Endovascular therapy added to standard care for post-thrombotic syndrome was associated with improved syndrome severity and quality of life (QOL) at six months compared with standard care alone in patients with moderate or severe post-thrombotic syndrome and iliac vein-obstruction, and was also associated with a higher risk of bleeding, according to results of the C-TRACT trial published April 13 in NEJM.

At 29 clinical centers across the U.S., the open-label, assessor-blinded trial randomized 225 patients with moderate or severe post-thrombotic syndrome (mean age, 55 years; 47% women; 67% White, 24% Black, 12% Hispanic or Latino) to either endovascular therapy (iliac-vein stent placement and enhanced antithrombotic therapy) plus standard care (n=113) or standard care alone (n=112), including compression therapy, anticoagulants, patient education, and wound and ulcer care.
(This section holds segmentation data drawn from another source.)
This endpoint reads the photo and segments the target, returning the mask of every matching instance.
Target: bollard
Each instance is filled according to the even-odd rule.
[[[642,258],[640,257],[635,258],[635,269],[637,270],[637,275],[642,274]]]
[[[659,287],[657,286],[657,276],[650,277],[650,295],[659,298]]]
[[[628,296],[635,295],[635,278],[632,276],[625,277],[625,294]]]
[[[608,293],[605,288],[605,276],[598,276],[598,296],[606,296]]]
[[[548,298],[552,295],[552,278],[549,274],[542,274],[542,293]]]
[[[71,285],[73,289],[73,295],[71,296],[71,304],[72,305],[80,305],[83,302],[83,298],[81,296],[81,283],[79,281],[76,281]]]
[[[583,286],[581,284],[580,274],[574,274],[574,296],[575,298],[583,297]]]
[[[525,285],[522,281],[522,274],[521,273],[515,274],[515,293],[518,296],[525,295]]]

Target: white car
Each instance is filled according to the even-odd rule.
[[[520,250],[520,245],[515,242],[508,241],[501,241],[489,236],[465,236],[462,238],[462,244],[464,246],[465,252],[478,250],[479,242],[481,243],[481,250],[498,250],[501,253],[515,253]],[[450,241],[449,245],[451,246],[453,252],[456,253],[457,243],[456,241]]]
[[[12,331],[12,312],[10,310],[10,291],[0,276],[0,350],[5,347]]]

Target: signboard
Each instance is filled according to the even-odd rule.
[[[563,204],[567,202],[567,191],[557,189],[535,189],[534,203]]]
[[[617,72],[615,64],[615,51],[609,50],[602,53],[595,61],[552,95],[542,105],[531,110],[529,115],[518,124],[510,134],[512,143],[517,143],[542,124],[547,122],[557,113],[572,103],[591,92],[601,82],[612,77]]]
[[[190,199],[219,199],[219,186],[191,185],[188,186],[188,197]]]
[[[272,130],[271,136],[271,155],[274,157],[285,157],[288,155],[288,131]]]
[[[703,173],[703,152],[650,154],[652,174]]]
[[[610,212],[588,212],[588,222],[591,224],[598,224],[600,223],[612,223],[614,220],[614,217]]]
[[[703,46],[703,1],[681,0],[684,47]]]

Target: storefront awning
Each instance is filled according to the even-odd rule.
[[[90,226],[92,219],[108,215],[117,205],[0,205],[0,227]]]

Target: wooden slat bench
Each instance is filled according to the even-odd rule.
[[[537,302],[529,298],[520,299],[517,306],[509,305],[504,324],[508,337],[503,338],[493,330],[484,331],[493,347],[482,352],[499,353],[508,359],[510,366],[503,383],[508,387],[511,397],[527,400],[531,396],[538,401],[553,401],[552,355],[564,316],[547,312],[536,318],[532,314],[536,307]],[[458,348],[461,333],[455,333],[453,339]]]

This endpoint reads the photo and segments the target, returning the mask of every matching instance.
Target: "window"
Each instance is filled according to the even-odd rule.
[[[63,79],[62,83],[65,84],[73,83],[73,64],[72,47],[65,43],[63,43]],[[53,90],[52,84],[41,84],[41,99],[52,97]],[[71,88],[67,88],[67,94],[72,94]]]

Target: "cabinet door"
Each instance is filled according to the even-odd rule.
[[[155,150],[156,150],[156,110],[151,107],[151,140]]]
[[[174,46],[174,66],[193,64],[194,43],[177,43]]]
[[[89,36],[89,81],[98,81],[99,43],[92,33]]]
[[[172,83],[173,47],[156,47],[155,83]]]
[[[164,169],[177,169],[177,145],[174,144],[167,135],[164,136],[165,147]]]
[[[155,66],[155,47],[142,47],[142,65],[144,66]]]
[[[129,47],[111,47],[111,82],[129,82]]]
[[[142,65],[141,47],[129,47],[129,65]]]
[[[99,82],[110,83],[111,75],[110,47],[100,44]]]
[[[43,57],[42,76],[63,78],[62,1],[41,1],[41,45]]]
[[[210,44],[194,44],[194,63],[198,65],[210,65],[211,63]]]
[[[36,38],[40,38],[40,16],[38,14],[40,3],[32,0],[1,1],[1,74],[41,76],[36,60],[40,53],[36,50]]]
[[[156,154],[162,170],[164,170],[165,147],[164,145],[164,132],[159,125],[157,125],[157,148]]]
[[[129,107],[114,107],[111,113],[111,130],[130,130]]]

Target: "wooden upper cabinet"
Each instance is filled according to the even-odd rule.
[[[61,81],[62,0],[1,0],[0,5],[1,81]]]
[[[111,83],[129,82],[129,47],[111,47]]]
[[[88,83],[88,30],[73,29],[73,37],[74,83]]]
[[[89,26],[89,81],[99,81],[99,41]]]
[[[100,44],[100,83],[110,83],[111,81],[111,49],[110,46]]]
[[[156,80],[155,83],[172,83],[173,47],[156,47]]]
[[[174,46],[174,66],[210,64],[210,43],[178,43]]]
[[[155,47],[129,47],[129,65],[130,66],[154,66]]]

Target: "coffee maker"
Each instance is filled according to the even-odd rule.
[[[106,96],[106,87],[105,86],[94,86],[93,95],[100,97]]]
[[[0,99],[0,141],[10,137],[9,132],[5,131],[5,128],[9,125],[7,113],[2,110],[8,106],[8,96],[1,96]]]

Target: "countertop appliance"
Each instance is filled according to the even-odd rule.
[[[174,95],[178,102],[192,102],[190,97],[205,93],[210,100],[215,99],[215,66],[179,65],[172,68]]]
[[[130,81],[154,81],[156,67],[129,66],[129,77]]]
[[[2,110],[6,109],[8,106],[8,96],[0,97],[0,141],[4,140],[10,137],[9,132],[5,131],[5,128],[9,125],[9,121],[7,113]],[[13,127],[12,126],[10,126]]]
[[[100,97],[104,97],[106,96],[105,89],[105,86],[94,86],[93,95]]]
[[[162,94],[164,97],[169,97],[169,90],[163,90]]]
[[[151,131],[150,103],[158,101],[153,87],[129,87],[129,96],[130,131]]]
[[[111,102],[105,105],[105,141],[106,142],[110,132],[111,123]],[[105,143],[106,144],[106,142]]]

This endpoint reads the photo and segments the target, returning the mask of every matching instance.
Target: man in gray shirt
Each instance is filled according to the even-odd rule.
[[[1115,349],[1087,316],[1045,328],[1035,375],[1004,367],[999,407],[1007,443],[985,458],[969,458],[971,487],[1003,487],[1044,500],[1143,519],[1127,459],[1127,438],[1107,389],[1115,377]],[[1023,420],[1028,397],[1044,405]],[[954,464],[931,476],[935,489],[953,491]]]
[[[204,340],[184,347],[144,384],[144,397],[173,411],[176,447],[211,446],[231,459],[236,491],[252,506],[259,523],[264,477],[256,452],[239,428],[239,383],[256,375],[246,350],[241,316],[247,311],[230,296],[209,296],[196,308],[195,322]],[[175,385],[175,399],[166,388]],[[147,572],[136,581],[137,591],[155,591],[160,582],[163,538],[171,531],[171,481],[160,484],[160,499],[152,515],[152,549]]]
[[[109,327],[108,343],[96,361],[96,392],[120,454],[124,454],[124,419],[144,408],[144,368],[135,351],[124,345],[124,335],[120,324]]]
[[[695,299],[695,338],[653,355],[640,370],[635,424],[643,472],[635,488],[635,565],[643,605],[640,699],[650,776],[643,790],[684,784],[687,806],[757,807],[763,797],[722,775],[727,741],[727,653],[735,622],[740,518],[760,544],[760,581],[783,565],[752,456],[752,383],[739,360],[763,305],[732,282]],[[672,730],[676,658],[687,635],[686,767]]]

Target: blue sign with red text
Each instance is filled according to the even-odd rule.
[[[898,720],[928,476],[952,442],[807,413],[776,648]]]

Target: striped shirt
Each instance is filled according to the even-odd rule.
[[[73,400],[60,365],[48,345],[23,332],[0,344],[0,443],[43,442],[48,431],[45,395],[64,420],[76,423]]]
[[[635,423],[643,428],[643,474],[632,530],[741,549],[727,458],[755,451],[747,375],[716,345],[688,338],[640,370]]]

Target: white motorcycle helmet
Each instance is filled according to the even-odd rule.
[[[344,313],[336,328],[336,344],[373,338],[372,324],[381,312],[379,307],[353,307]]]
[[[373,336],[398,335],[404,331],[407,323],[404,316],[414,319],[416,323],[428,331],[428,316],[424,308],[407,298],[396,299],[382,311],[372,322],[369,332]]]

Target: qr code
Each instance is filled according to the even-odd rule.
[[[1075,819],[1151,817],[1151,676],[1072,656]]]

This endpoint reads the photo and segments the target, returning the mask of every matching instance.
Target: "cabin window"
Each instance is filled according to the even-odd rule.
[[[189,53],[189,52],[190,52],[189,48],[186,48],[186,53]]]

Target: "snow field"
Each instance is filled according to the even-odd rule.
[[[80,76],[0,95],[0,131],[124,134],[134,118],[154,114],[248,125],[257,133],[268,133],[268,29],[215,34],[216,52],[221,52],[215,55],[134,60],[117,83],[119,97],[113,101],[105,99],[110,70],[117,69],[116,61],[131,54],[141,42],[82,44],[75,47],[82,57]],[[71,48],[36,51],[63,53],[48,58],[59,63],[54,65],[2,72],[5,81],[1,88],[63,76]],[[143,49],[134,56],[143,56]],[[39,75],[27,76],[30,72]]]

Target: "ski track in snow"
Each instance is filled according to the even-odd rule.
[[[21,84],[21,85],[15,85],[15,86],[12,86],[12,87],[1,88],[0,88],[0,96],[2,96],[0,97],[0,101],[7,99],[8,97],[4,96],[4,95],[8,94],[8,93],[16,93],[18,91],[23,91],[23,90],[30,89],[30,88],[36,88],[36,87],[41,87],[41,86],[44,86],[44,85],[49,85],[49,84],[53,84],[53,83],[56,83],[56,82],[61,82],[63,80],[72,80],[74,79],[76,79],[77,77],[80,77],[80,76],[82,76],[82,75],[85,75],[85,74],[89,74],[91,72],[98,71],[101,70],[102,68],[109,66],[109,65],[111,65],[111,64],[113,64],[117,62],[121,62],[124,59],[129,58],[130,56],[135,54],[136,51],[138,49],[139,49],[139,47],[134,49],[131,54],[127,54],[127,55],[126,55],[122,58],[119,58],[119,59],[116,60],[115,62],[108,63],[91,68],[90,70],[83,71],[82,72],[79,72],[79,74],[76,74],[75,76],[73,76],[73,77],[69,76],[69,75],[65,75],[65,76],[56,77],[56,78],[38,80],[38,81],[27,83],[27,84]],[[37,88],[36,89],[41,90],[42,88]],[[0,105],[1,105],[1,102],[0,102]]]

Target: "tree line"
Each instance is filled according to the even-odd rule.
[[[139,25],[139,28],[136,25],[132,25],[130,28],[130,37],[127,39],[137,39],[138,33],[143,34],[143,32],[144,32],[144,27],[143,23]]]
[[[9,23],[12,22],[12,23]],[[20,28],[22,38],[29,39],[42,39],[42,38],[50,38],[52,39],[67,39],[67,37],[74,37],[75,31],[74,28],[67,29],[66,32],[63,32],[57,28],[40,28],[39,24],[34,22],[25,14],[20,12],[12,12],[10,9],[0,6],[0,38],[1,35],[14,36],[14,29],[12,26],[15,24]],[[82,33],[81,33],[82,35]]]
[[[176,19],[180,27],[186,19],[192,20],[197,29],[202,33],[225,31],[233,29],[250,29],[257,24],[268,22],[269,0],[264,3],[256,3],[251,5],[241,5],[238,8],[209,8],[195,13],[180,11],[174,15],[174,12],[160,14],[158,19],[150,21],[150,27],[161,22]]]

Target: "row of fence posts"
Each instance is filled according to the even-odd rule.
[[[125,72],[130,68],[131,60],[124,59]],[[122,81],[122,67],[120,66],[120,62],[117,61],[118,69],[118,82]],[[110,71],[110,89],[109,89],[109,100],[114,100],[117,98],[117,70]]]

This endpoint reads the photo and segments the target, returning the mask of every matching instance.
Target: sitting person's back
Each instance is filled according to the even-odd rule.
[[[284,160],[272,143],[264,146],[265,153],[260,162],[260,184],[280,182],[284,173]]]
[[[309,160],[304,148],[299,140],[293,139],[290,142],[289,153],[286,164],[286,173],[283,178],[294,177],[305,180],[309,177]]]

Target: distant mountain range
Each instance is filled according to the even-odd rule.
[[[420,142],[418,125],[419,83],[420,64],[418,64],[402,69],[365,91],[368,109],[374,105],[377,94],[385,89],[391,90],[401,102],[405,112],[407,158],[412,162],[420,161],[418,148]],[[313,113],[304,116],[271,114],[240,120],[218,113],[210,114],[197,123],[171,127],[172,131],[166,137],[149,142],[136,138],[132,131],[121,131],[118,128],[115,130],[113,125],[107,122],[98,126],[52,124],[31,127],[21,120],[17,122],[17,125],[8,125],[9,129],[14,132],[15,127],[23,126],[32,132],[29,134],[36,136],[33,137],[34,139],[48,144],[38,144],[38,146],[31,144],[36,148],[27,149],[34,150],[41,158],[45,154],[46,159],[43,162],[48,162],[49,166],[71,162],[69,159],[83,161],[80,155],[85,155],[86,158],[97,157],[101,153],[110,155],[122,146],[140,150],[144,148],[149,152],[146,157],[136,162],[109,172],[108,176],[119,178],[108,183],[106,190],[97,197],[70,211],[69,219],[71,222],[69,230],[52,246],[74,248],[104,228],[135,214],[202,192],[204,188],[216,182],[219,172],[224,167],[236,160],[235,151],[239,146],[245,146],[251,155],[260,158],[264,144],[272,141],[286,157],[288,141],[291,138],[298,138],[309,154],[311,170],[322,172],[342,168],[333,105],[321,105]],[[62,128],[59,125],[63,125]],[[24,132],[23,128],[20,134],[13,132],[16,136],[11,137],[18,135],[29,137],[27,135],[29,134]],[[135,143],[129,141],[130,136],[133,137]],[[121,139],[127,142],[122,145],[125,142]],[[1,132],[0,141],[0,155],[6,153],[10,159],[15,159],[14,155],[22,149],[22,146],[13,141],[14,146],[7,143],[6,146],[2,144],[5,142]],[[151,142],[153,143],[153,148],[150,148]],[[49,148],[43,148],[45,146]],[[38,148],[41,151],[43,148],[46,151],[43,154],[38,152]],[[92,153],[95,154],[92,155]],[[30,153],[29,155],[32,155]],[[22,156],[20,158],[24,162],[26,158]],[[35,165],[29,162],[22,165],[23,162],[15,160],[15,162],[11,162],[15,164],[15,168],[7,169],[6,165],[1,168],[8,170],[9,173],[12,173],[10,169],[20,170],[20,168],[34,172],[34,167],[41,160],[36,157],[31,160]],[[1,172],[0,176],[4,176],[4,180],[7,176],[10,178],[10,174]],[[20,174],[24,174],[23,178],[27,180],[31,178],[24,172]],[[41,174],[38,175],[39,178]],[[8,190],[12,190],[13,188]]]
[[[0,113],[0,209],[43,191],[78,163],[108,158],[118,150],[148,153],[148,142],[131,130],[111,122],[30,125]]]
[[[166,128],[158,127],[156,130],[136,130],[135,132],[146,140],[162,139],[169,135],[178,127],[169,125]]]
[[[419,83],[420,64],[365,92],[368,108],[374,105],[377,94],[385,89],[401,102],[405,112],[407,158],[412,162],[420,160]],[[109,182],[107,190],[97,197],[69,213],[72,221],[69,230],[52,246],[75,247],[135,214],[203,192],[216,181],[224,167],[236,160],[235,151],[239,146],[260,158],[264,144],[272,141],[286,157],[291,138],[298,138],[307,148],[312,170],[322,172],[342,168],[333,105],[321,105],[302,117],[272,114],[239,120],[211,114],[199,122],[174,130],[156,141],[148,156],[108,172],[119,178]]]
At baseline, patients' average Venous Clinical Severity Score (VCSS) was 12.4/30 and Venous Insufficiency Epidemiological and Economic Study Quality of Life Questionnaire (VEINES-QOL) score was 39.3/100.

Due to crossover and additional withdrawals, only 102 patients received endovascular therapy, and stent deployment was successful in 98 cases. During follow-up, antithrombotic medication use was more common in the endovascular-therapy group, especially antiplatelet agents (71.3% vs. 21.0%).

At six months, results showed that the severity of post-thrombotic syndrome, the primary endpoint, was lower in the endovascular-therapy arm (mean VCCS, 8.1 vs. 10.0 in the nonendovascular group; adjusted difference, –2.0; p=0.001). Patients in the endovascular therapy group also had greater improvements in quality of life, as measured by both the VEINES-QOL score (62.8 vs. 48.6; adjusted difference, 14.5 points; p<0.001) and Medical Outcomes Study 36-Item Short-Form Health Status Survey score (56.0 vs. 49.9/100; adjusted difference, 6.1 points; p<0.001).

Of note, regarding safety endpoints, bleeding was more common in the endovascular-therapy group (11.6% vs. 3.6% of the nonendovascular group; p=0.03), driven mostly by nonmajor bleeding (9.8% vs. 2.7%, respectively). Both groups had similar rates of symptomatic recurrent venous thromboembolism and death.

"Relatively few affected patients receive focused treatment for post-thrombotic syndrome owing to a lack of awareness among the medical community with regard to available therapies and a lack of evidence of clinical benefit for such therapies," write study investigators Suresh Vedantham, MD, et al. "Although the observed difference between the groups in the mean VCSS is of modest size, many of the patients' scores shifted to lower severity categories on the post-thrombotic syndrome scales over a [six]-month period, a finding that was indicative of reduced life interference from venous disease."

In an accompanying editorial comment, Ronald Luiz Gomes Flumignan, MD, PhD, and Luis Carlos Uta Nakano, MD, PhD, note that the study's "most consequential unanswered question is durability. Metallic venous stents are permanent implants, yet the C-TRACT trial captures outcomes for only the first [six] months."

"Data at 12 to 24 months that would link patency trajectories to symptom outcomes are needed before stenting can be incorporated into routine guideline recommendations," they write. "The path forward is clear: follow these patients, characterize durability, and determine whether today's stent earns its place as tomorrow's standard of care."